こんにちは、ダンナです。
今回は「一生楽しく浪費するためのお金の話」を題材に、趣味とお金をどう付き合えば人生をもっと楽しめるかを考えていきます。
この本は、オタク女子としても知られる「劇団雌猫さん」と、楽天証券経済研究所のアナリストである「篠田尚子さん」による共著。
テーマはシンプルですが深い問い──「私の一生、いくらあれば安心ですか?」。読めばきっと、自分とお金との関係を見直したくなる一冊です。
【要約】『一生楽しく浪費するためのお金の話』は趣味を肯定するマネー本
なぜ「お金を使うこと」に罪悪感を持つのか
「浪費は悪い」「お金は貯めるもの」──私たちは無意識のうちに、こうした価値観に縛られています。
特に近年のFIREブームでは、「支出を減らして早くリタイアする」ことが美徳とされる傾向がありますよね。
でも実際には、好きなことにお金を使うことこそ、人生を豊かにする投資。
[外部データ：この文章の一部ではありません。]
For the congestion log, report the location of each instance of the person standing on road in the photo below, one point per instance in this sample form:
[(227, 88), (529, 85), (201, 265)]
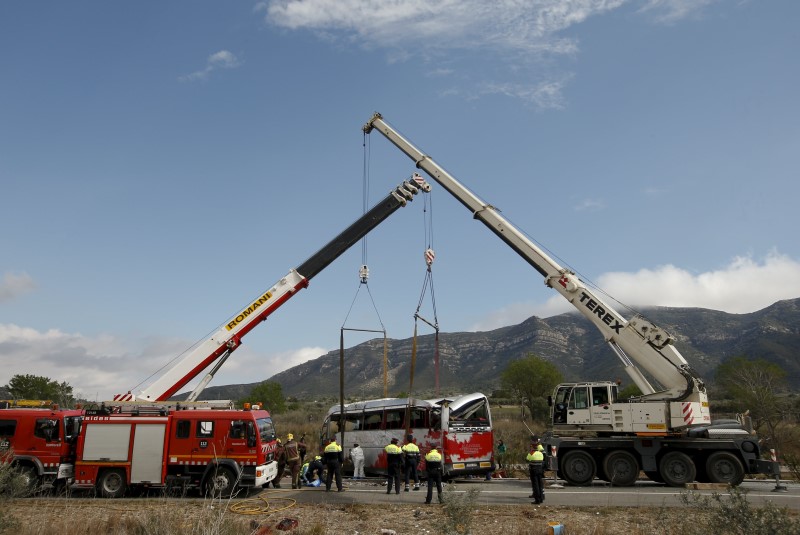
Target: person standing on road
[(280, 456), (333, 460), (535, 460), (433, 466), (302, 448), (394, 462), (501, 454), (357, 456), (411, 454), (293, 460)]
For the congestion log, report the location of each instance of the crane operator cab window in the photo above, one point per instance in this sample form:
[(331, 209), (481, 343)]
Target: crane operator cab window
[(600, 395), (580, 398)]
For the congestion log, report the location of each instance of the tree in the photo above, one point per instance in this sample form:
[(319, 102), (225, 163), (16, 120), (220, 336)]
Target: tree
[(270, 393), (38, 387), (531, 379), (758, 386)]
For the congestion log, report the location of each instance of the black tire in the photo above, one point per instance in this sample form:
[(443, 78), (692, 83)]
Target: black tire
[(621, 468), (61, 489), (654, 475), (578, 468), (677, 469), (112, 483), (724, 467), (221, 482), (29, 481)]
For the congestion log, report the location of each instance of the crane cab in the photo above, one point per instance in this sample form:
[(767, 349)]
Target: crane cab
[(587, 406)]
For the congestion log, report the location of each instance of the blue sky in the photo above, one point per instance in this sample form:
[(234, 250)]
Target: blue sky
[(162, 163)]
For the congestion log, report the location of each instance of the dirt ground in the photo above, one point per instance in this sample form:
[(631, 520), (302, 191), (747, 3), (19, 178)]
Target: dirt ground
[(264, 513)]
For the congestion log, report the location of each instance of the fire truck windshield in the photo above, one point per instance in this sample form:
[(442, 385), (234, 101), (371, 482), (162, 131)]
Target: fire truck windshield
[(266, 430)]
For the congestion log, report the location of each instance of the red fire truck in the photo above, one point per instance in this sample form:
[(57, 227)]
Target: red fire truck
[(216, 451), (140, 441), (40, 443)]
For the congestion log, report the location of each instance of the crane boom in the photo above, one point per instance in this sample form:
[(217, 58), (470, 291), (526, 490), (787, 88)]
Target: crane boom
[(228, 338), (639, 343)]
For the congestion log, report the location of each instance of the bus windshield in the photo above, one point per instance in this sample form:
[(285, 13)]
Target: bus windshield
[(460, 428)]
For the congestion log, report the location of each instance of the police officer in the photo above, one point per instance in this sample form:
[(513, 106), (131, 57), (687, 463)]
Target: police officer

推し活、旅行、趣味グッズ……それらは決して無駄ではなく、自分らしい生き方の一部です。
浪費=悪ではないという新しい価値観
本書で篠田さんが伝えているのは、まさに「浪費を悪としない生き方」。
お金を使うことに後ろめたさを感じるよりも、“どう使えば自分を幸せにできるか”を考える視点が大切だと説いています。
節約や我慢ではなく、自分の“浪費スタイル”を健やかに続けること。
これが本書の核心であり、「趣味にお金を使うことに悩むすべての人」への励ましでもあります。
「一生楽しく浪費するためのお金の話」とはどんな本?
タイトルの通り、この本は「お金の不安」と「趣味を楽しみたい気持ち」の間で揺れる人に向けた指南書。
難しい金融用語を排除し、劇団雌猫メンバーと篠田尚子さんの対話形式で進むため、スッと読みやすい構成になっています。
「投資」や「年金」といったテーマも扱っていますが、説教くささはゼロ。
むしろ、お金の話が苦手な人でも自然に“生きる知恵”として吸収できるよう設計されています。
著者紹介と本の魅力
劇団雌猫×篠田尚子 ― オタク女子のリアルとマネーを描く共著
「劇団雌猫」は、オタク女性の生き方やお金のリアルを描く人気クリエイティブユニット。
彼女たちの視点はいつもリアルで、推し活にかける情熱や、それに伴う経済的な悩みを真正面から描きます。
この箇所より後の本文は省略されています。